Serious fun
The relentless technological advances of the video games industry are making waves and fuelling applications across a range of sectors, including defence and medicine. Niall Firth reports.

A greasy adolescent sits cooped up in his fetid bedroom, glazed eyes fixed inches from the screen, planning his next bout of anti-social behaviour. This has long been the image many people conjure up when they think of video gaming. However, as a business now worth more than £500m annually and with a global reach more akin to traditional media such as films and music, the influence that gaming exerts extends well beyond the bedroom of your average spotty youth. It is time for gaming to be taken seriously.
The huge financial rewards that result from the development of hit video games and the rapid concurrent increases in gaming technology have not gone unnoticed. Other industries, as far removed from the archetypal games audience as could be imagined, are finding increasingly clever ways of piggy-backing on the video games sector’s technology breakthroughs.

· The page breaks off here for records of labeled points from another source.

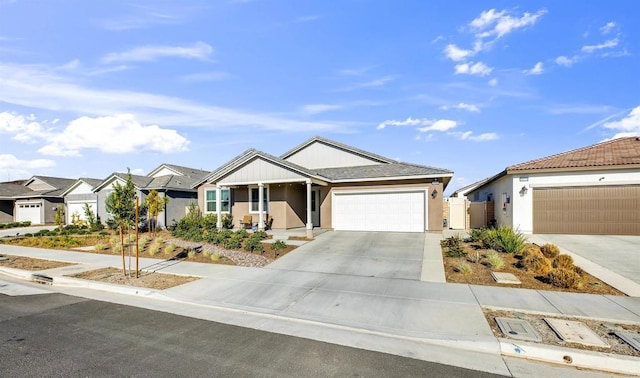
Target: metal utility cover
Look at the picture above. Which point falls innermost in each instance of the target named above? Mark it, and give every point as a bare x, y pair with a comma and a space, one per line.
575, 332
518, 329
505, 278
630, 338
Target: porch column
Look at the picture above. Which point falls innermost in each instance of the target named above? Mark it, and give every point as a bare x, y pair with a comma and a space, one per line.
260, 206
218, 209
309, 220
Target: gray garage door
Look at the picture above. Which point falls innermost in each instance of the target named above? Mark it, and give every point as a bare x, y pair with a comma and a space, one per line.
604, 210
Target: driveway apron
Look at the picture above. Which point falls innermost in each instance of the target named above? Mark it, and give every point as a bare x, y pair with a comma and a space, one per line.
370, 254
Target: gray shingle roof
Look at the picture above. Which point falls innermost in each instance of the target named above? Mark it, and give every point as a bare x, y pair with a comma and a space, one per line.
380, 170
339, 145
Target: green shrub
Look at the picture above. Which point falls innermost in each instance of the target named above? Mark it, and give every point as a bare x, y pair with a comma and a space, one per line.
253, 244
169, 249
100, 247
465, 269
565, 278
550, 251
563, 261
278, 245
495, 260
454, 246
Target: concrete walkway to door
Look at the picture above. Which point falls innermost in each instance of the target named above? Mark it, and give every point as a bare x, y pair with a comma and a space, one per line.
369, 254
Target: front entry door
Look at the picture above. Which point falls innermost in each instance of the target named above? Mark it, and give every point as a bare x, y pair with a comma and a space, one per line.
315, 208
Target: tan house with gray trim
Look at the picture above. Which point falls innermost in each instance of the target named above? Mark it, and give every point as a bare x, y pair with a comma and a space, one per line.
326, 184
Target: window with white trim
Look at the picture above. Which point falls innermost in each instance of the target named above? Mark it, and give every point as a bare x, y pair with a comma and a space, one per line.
254, 199
210, 200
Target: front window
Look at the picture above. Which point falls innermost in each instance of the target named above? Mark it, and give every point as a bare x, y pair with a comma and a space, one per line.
225, 200
254, 199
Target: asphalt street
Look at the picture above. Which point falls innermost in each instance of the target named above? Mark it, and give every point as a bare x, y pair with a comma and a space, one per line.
56, 335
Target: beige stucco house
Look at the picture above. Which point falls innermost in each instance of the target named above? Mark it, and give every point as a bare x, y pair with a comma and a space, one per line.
326, 184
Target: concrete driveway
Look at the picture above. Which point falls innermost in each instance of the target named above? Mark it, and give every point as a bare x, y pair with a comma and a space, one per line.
370, 254
618, 253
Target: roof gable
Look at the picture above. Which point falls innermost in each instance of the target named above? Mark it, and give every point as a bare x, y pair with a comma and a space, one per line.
324, 153
614, 153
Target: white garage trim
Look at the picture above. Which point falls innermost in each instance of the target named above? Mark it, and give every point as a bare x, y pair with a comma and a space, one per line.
394, 210
78, 206
29, 211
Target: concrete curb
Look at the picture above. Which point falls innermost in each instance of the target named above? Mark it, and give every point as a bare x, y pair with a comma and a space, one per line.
585, 359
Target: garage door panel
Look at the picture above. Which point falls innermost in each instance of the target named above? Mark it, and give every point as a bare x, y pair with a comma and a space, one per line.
605, 210
379, 211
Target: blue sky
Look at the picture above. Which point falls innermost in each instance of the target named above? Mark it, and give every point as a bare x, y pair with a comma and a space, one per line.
88, 88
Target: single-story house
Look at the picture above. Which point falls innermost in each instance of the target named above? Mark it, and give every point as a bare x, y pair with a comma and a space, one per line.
77, 196
326, 184
593, 190
169, 180
39, 203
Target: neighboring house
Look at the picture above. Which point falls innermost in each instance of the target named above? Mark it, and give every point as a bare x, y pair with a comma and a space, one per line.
591, 190
39, 204
326, 184
77, 196
172, 181
8, 192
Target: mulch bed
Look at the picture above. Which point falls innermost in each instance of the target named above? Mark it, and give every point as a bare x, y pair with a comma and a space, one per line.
482, 273
603, 329
159, 281
28, 263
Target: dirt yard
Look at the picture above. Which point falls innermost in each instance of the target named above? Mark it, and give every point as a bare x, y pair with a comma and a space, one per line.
549, 337
481, 273
159, 281
28, 263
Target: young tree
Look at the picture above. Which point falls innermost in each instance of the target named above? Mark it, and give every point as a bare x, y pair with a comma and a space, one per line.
155, 205
121, 204
59, 220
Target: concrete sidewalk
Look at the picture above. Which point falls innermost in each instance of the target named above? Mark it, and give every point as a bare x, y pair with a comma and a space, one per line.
404, 317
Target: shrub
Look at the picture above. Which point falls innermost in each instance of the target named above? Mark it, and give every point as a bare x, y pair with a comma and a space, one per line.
563, 261
537, 263
565, 278
495, 260
278, 245
465, 269
253, 244
454, 246
154, 249
550, 251
169, 249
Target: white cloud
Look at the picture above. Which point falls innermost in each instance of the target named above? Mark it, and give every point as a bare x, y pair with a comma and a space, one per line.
606, 29
12, 167
605, 45
320, 108
499, 24
118, 134
479, 69
23, 129
628, 126
566, 61
468, 107
204, 76
42, 88
198, 50
468, 135
439, 125
457, 54
537, 69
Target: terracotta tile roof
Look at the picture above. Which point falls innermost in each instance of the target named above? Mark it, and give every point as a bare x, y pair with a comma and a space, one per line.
616, 152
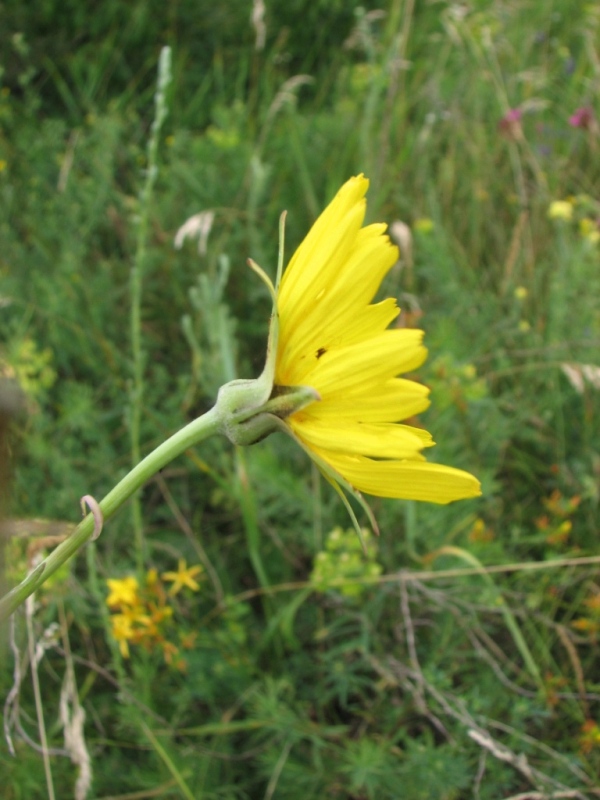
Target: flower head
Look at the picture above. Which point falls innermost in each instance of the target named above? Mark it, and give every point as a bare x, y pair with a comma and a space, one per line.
560, 209
183, 576
333, 339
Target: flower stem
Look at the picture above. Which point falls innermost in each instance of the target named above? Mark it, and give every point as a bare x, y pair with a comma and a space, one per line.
136, 282
201, 428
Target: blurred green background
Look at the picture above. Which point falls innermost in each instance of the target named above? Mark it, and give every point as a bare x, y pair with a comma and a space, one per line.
254, 676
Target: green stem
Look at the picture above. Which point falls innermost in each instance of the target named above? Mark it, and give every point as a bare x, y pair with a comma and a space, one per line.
201, 428
136, 280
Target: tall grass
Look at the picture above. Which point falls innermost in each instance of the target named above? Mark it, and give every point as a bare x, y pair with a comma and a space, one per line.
456, 668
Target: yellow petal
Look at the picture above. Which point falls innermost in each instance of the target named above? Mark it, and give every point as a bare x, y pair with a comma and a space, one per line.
334, 333
391, 401
411, 480
384, 440
374, 360
317, 261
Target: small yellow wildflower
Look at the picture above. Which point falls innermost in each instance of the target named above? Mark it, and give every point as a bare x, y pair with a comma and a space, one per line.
123, 591
589, 230
521, 292
122, 630
183, 577
561, 209
335, 341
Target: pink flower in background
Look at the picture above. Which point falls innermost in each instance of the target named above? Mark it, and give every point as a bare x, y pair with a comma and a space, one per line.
510, 124
582, 118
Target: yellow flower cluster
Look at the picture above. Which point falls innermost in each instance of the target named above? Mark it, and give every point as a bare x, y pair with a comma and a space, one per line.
584, 210
344, 559
142, 615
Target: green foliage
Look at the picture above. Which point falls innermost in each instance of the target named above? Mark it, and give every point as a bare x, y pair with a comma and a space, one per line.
296, 684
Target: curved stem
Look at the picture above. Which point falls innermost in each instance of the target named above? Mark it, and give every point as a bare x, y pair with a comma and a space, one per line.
201, 428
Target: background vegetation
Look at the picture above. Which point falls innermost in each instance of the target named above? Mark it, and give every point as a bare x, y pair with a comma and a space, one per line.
255, 675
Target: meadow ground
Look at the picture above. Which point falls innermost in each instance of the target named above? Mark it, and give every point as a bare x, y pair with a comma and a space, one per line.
226, 637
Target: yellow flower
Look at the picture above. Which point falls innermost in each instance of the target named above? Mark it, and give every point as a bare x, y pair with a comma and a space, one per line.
589, 230
183, 577
123, 591
334, 340
521, 292
122, 630
560, 209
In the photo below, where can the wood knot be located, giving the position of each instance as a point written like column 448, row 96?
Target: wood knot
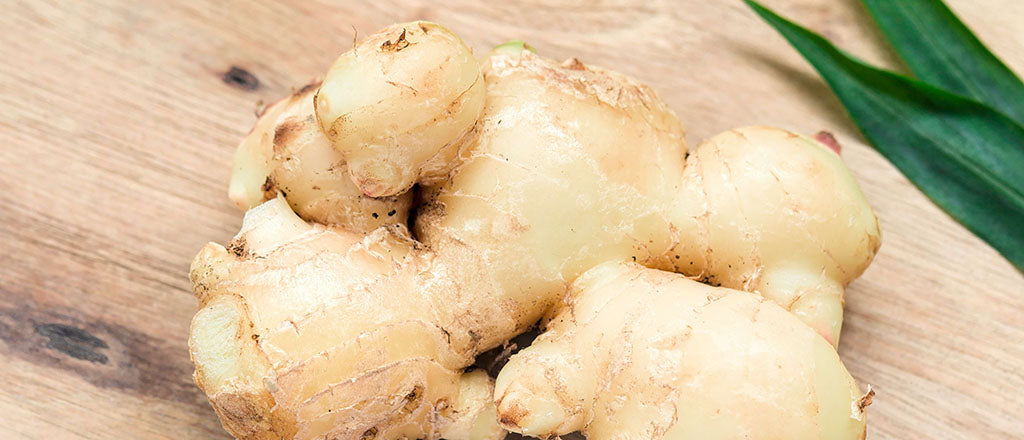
column 240, row 78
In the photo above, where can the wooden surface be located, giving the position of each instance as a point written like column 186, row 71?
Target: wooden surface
column 118, row 123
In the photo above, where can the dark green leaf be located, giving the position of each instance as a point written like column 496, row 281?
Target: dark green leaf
column 940, row 50
column 966, row 157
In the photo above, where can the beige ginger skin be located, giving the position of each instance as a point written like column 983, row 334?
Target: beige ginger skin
column 531, row 174
column 644, row 353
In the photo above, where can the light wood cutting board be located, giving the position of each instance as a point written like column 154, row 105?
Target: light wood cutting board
column 117, row 127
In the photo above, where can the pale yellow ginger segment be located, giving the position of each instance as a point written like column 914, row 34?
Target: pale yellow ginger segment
column 288, row 152
column 775, row 213
column 307, row 332
column 397, row 102
column 474, row 420
column 534, row 173
column 640, row 353
column 546, row 186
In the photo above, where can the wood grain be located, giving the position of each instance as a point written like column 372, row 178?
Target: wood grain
column 118, row 120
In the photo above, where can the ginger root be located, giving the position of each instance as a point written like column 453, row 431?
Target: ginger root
column 644, row 353
column 326, row 317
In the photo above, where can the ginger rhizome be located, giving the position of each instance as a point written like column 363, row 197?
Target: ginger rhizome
column 326, row 317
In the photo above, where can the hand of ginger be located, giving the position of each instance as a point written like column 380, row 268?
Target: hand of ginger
column 530, row 173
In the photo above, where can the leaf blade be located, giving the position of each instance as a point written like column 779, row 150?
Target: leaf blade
column 941, row 50
column 966, row 157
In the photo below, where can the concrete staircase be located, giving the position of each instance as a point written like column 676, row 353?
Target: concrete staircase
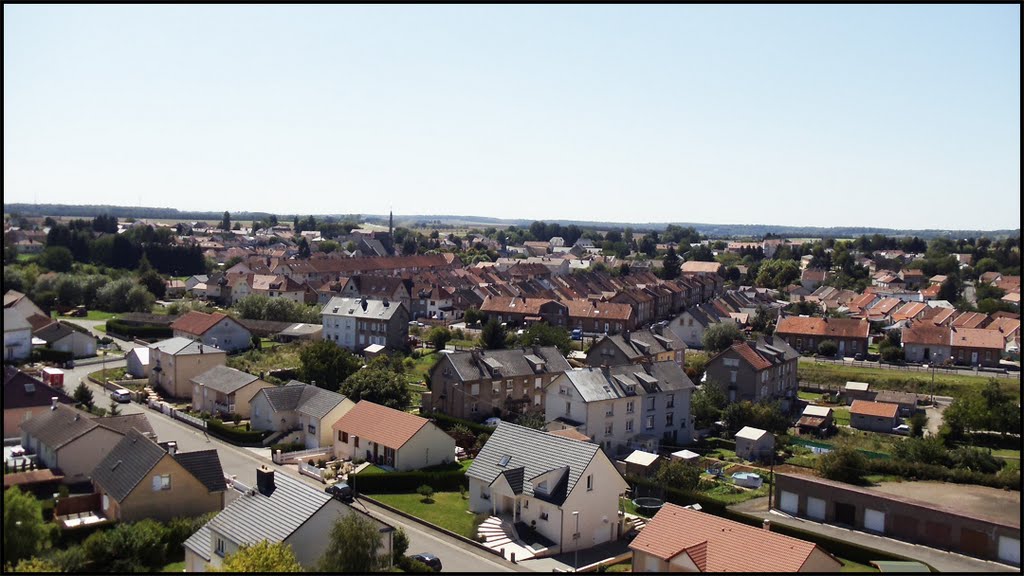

The first ‘third generation’ of consoles, the Xbox 360, was launched by Microsoft last year and its rivals, Sony’s eagerly anticipated PlayStation 3 and the Nintendo Wii, will be out this autumn. At the heart of the new PlayStation is the Cell microprocessor. Developed jointly by IBM, Sony and Toshiba, Cell is a massive step up in processing power and its design was shaped by the unique demands of the next generation of gaming console.